The White Hawk Dancers performed and blessed the gathering, which also included a barbecue, raffles for prizes and a diaper derby race where fathers competed to see who could feed, diaper and strap their babies in a car seat the fastest.
Members of the group "Bikers Against Child Abuse" brought a large gleaming motorcycle to the event and were taking pictures of kids sitting on the bike as well as giving out free temporary tattoos for youngsters.
"We're here to support PAPÁS and support these fathers who are working to be better fathers," said Thunder, who goes by one name. "We're all about empowering parents."
Dozens of volunteers were on hand to help kids and their adult companions make bracelets, sculpt objects out of magic sand, paint young faces. A small crowd of people gathered around a sketch artist as he created drawings of anyone willing to sit in the modeling chair and endure the jokes and catcalls from the audience.
"This celebration is all about fathers and father figures," said Deutron Kebebew, the PAPÁS program director of the free event. Along with offering plenty of fun activities for fathers, grandfathers, uncles, father figures and mothers to do with their kids, the event helps emphasize how important fathers are in their children's lives.
"This event raises awareness, gets discussions going and gets people to reflect on how they want to move forward" as parents and community members," Kebebew said. "It's a way of bringing the community together in celebration, connecting fathers to other fathers and engaging the community."
Operating under the umbrella of Encompass Community Services, the nonprofit Papas organization offers classes, parent groups and social activities, like the annual father's day celebration, to strengthen the bond between fathers and their children. Such bonds provide life-long benefits, both for families and communities. Research shows that children with a father or father-figure actively participating in their lives do better in school, have healthier levels of self-esteem, exhibit empathy to others and avoid high risk behaviors.
Conversely, children raised in fatherless homes have less success in life, at a high price to society. According to information provided by PAPÁS, 71 percent of high school dropouts, 85 percent of those incarcerated and 63 percent of youth suicides involve people who grew up without involved fathers.
The number of local kids impacted is significant. The organization estimates that 28 percent of children living in Santa Cruz County are being raised in single parent families, and 90 percent of those homes are headed by single mothers.

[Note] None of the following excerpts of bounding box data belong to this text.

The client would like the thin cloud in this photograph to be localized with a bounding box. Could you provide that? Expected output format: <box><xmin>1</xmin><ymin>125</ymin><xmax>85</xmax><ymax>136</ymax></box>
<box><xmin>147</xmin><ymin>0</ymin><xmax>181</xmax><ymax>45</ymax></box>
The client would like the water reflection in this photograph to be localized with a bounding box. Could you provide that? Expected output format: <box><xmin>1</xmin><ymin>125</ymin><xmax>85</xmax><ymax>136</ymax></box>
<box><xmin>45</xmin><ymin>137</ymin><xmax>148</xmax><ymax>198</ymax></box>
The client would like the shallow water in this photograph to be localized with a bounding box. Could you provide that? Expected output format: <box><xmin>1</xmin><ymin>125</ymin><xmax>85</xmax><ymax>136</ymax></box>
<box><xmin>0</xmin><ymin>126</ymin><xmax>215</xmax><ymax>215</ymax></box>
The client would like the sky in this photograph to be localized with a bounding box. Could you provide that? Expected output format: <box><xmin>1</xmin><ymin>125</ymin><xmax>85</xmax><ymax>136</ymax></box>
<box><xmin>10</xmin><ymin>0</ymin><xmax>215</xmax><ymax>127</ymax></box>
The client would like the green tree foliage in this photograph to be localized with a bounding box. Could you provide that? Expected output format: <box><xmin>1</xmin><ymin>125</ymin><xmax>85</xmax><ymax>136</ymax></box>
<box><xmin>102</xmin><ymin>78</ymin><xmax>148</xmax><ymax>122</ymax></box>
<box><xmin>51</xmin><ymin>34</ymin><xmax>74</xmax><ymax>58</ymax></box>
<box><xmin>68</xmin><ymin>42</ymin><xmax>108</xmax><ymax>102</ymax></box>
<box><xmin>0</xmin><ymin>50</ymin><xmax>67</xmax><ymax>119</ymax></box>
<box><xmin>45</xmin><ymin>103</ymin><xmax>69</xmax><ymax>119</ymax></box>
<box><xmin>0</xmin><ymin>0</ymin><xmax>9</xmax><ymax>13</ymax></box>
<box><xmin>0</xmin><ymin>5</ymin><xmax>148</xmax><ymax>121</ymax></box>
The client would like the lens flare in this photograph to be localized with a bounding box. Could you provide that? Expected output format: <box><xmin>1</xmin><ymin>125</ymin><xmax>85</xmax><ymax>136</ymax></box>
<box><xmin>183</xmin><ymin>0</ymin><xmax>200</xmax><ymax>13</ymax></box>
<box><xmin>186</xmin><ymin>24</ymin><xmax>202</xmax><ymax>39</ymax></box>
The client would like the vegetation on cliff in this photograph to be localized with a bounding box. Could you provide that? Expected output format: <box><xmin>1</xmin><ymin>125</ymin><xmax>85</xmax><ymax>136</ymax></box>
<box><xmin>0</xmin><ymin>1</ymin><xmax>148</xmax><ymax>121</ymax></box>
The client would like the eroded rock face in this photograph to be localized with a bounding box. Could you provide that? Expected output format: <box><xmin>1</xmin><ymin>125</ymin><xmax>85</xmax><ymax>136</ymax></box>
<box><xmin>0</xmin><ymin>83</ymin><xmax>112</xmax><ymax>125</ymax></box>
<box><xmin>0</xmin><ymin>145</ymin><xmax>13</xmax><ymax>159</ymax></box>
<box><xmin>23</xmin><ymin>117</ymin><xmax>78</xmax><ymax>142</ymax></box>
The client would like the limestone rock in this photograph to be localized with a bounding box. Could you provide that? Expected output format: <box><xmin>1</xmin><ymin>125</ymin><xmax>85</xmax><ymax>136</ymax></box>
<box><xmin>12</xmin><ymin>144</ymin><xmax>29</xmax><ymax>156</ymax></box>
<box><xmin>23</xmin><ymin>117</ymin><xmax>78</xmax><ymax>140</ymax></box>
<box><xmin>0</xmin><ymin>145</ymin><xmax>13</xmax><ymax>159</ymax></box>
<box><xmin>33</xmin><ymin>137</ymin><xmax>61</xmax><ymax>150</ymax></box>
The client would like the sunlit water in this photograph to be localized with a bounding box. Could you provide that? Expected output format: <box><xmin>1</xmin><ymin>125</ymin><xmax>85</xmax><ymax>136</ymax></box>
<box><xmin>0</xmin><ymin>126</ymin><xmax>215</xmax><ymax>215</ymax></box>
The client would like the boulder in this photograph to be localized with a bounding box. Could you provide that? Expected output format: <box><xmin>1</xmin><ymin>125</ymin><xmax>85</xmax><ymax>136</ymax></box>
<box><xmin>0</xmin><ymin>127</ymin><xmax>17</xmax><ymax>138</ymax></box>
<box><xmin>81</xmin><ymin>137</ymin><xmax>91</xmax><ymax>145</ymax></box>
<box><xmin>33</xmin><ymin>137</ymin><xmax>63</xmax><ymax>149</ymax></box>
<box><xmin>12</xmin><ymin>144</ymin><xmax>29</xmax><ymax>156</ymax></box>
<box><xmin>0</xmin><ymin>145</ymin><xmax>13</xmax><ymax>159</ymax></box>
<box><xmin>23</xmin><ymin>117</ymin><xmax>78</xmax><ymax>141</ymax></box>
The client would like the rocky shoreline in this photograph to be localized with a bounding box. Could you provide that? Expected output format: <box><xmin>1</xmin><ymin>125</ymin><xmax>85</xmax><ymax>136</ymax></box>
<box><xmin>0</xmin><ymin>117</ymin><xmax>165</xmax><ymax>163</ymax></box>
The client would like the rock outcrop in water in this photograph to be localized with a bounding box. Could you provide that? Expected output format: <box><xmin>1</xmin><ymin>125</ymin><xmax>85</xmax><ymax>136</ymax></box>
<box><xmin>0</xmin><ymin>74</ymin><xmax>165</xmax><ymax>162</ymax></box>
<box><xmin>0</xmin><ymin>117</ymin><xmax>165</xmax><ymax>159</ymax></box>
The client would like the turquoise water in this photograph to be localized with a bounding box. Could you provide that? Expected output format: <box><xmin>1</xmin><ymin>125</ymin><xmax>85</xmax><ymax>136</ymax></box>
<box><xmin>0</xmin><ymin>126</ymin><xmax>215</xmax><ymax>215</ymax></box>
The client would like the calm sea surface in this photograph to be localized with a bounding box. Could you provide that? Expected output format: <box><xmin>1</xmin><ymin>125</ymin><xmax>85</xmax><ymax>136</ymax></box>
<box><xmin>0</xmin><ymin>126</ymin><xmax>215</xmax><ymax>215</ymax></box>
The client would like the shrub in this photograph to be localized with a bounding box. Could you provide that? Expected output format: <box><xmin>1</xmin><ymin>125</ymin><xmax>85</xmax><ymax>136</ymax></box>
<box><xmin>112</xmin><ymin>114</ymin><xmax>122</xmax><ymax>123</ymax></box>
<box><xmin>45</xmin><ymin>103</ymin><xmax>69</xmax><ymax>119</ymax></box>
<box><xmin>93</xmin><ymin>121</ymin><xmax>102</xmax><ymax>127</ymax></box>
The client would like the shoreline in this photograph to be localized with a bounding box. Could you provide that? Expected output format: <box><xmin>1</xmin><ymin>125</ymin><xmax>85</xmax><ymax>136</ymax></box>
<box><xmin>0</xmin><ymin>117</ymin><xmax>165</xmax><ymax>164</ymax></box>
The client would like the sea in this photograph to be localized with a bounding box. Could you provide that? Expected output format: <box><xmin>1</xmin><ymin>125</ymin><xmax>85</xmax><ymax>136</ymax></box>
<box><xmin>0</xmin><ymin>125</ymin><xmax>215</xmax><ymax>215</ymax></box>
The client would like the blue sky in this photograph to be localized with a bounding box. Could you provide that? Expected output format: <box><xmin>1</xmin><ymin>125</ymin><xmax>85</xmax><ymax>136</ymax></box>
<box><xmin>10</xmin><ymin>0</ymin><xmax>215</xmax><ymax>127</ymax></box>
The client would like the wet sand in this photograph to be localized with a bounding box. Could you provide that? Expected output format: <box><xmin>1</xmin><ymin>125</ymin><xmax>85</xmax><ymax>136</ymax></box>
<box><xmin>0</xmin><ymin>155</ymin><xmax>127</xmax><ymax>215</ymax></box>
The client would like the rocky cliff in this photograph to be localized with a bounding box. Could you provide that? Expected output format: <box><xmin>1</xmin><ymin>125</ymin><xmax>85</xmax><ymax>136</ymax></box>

PAPÁS is especially important in today's world, where most parents are working to provide for their families, and children don't have the freedom to play on their own outdoors under the watchful eyes of neighbors.
"We have to create that village for families to raise kids where they're nurtured, and cared for," Kebebew said.
In the past year, PAPÁS has served more than 700 families with counseling, workshops and Daddy and Me groups. Several of those fathers were honored at the event and received 2014 Fatherhood of the Year awards. The honors, which recognize fathers who have found a balance between family and children's activities, community service and work responsibilities were presented Santa Cruz County Supervisor Greg Caput.
"Our main criteria for naming a winning dad are to find an individual who goes above and beyond his duties as both a dad and community member," said Kebebew.
Two men were named the Father of the Year award. Cipriano Arreola and Jose Guadalupe Martinez shared the top honors, while Alejandro Gonzalez was named Father of the Month.